JTA to its riders: Drivers committed to doing their job well

After 2 drivers fired after high-profile incidents, CEO reaches out


JACKSONVILLE, Fla. – After the Jacksonville Transportation Authority fired two of its bus drivers after incidents in the past 30 days, the CEO is distributing memos to all its riders saying "the safety and security of you, as our customers, is my first priority."

The letter signed by CEO Nathaniel Ford Sr. was on the seat of JTA buses Thursday morning. It noted recent news coverage of recent incidents -- one where a woman was run over and killed by a bus and a second where a bus on railroad tracks was hit by an Amtrak train.

"I'd like to address those concerns with you directly and assure you that the unfortunate actions of a few are not representative of our operations as a whole," Ford wrote. "Our employees do tremendous work every day."

He noted that JTA moved more than 12 million passengers last year, its vehicles logging more than 35,000 miles each day. Last year, 232 bus operators received safety awards "for their dedication and commitment to doing their job well."
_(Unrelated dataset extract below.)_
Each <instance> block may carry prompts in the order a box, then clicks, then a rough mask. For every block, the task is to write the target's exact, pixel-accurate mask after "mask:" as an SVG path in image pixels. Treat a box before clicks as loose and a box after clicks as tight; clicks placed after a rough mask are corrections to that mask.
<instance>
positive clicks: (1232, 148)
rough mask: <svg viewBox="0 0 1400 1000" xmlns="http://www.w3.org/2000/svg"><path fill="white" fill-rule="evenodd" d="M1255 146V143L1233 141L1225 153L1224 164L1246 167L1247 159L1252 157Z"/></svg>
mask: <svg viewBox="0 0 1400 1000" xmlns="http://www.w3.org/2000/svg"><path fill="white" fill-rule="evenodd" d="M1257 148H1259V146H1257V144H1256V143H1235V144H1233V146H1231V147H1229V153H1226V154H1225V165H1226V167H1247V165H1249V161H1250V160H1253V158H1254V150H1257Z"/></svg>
According to Ford, each year since 2015, the JTA has averaged less than one preventable incident and less than 1.6 non-preventable incidents per 100,000 miles driven.

"Are we perfect? No. Will we aim for perfection? Absolutely," Ford said.

DOCUMENT: JTA CEO's letter to customers

Data obtained by News4Jax earlier this month showed 78 drivers have been terminated from the JTA since 2017. Twenty of those were fired for attendance reasons and for the other 58, the records only give the reasons of "involuntary" or "other."

We also found seven drivers appealed their firings and one was reinstated. 

One driver not listed in that report is Jean Silney, who was fired for nearly running over a supervisors foot with his bus in 2018 but was reinstated after his union filed a grievance. 

Silney was fired again last month after officials said his bus ran over and killed a woman who somehow got tangled up with the bus as she was getting off.

JTA officials told the I-TEAM they are working to figure out why Silney was not on the list of terminated employees.

The most-recently fired JTA driver, Carolyn Simmons, was cited with failure to obey a traffic control device at a railroad crossing in a collision with an Amtrak train on the Westside earlier this month.